À medida que A Odisséia, de Christopher Nolan, chega aos cinemas, descobrimos filmes que encontram maneiras novas e surpreendentes de atuar. Mitologia grega
As histórias, como os deuses e deusas que definem a mitologia grega antiga, nunca morrem. Mas é estranho que, embora o filme romano de espada e sandália faça parte do repertório de Hollywood há muito tempo, os épicos gregos são muito mais difíceis de encontrar. DIRETORES Cristóvão Nolan Esta lacuna é citada como uma força motivadora na sua decisão de trazer o poema épico de Homero A Odisseia para a tela. Mas o relato da história feito por Homero é apenas uma relíquia viva de uma tradição oral que abrange mil anos de cultura grega antiga. Assim como cada narrador traz seu próprio ponto de vista para o material com seu público específico em mente, os cineastas têm emprestado histórias e arquétipos da mitologia grega desde os primórdios do cinema – eles nem sempre o anunciam dessa forma.
Antes de embarcar nos mares com A Odisséia, de Christopher Nolan, aqui estão cinco filmes inspirados na mitologia grega para você começar sua jornada.
A comédia satírica de Jean Renoir não se inspira em nenhum mito grego em particular, mas em vez disso recorre a arquétipos de semideuses para expor as falhas do racionalismo iluminista. Numa homenagem a Pã, de onde tiramos a palavra “pânico”, um velho pastor de cabras chamado Gaspard causa estragos ao tocar a sua flauta no meio de um grupo de biólogos e jornalistas que se apegam orgulhosamente à ciência e à política, lembrando-lhes que a vida é mais do que lógica. No caos que se seguiu, Etienne viu sua empregada parecida com uma ninfa retornar de um lugar de pele mergulhada no lago, e a natureza encontrou esta joia tardia do mestre francês.
A peça Lisístrata, de Aristófanes, retrata um grupo de mulheres que se abstêm de relações sexuais com seus maridos na tentativa de acabar com a guerra do Peloponeso, inventando o femcel 2.000 anos antes de a cultura contemporânea decidir acompanhá-lo. Avançando alguns séculos até a Suécia dos anos 1960, The Girls, de Mai Zetterling, coloca três atrizes – Liz Lindstrand (Bibi Andersson), Marianne (Harriet Andersson) e Gunilla (Gunnel Lindblom) – em turnê com a peça.
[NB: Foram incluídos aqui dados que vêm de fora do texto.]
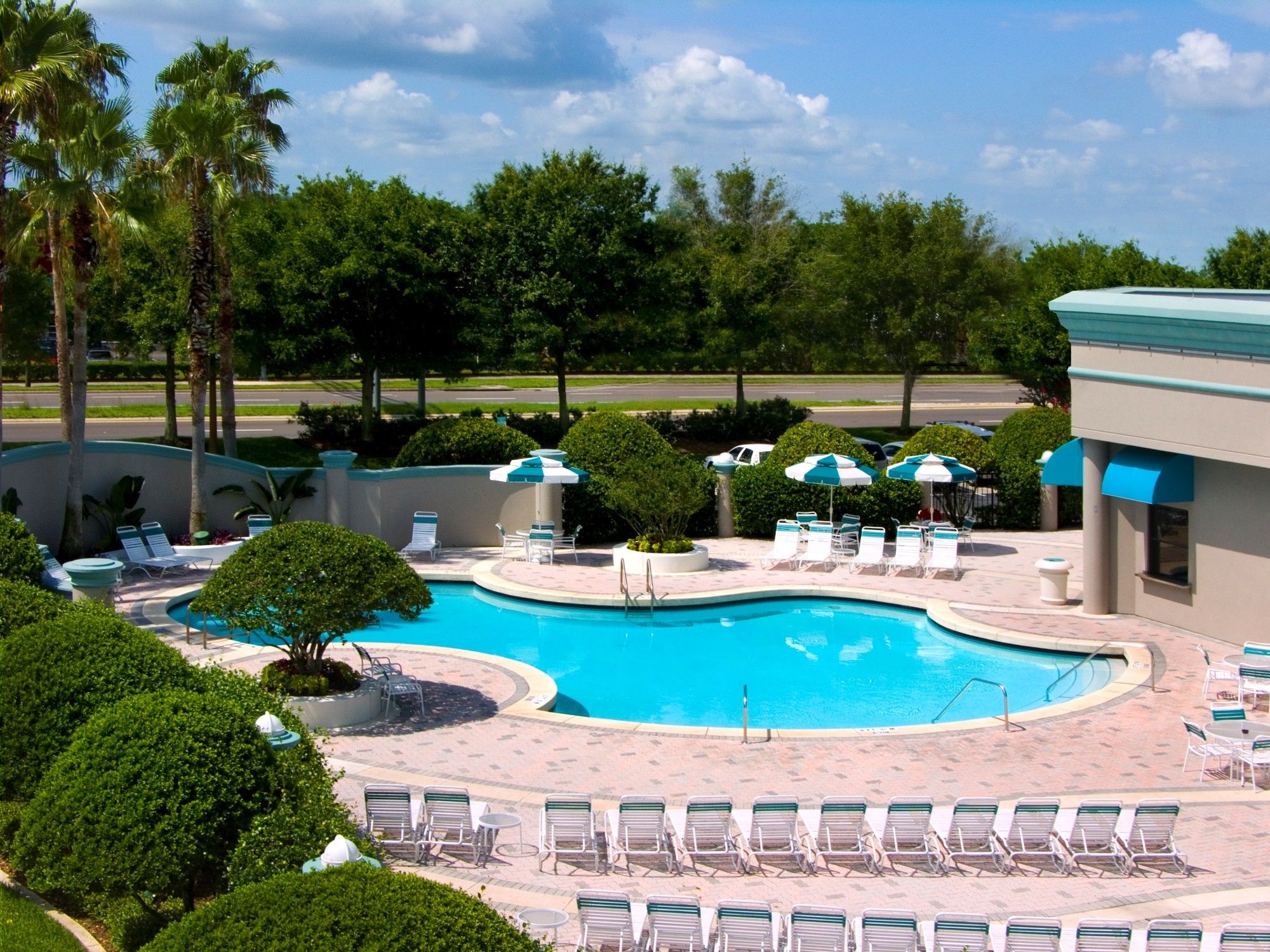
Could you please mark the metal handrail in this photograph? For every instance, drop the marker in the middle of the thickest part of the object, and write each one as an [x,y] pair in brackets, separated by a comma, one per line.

Fascinados pelos seus temas, o trio reflete sobre como querem influenciar o mundo e os papéis que os homens desempenham nas suas vidas neste drama notável, injustamente difamado no lançamento, apesar dos elogios de Simone de Beauvoir, que o considerou o melhor filme dirigido por uma mulher.
Um pilar do cinema new wave japonês, Toshi Matsumoto traz a antiga peça grega Édipo Rex para a cena queer underground da Tóquio dos anos 1960 em Funeral Parade of Roses. A vida noturna, a violência e a sensualidade inspiram a narrativa não linear deste marco de culto do cinema LGBTQ+, que apresenta Eddie, apresentador de bar trans, como um Édipo moderno, o rei trágico cuja colorida vida familiar dá nome ao complexo freudiano. Nesta recontagem vanguardista da história, é o pai biológico de Eddie, e não a mãe, com quem ele dorme sem saber – embora as consequências sejam igualmente dolorosas.
Antes do cineasta Robert Eggers abordar vampiros e lobisomens, ele nos dá uma versão triste e única da história de Prometeu. Ephraim Winslow (Robert Pattinson) e Thomas Wake (Willem Dafoe, absolutamente insano) bebem, festejam, discutem e peidam como “wickies” trabalhando em um farol na remota Nova Inglaterra do século XIX. Logo a natureza repetitiva do trabalho ameaça afundá-los, pois eles se vêem apaixonados por essa rocha rejeitada, assim como Prometeu foi acorrentado à sua rocha como punição de Zeus.
O passado se transforma no presente na história diária de Alice Rohrwacher sobre um bando de bandidos em busca de tesouros no interior da Itália. Josh O’Connor interpreta o inglês Arthur, um arqueólogo apaixonado em um terno branco surrado que sabe que esse trabalho está abaixo dele. Só ele é forçado a continuar cavando, não em busca de tesouros de barro ou bronze, mas de um que está na ponta de uma corda: seu amor perdido, que antes desapareceu sem deixar vestígios. O fio vermelho que ela vê com frequência evoca o mito de Ariadne, que usou um novelo de linha para ajudar o herói Teseu a navegar pelo labirinto do Minotauro. Mas na verdade é Orfeu, o poeta enlutado que vai ao Sheol em busca de sua amante morta, Eurídice, com quem Artur mais se parece.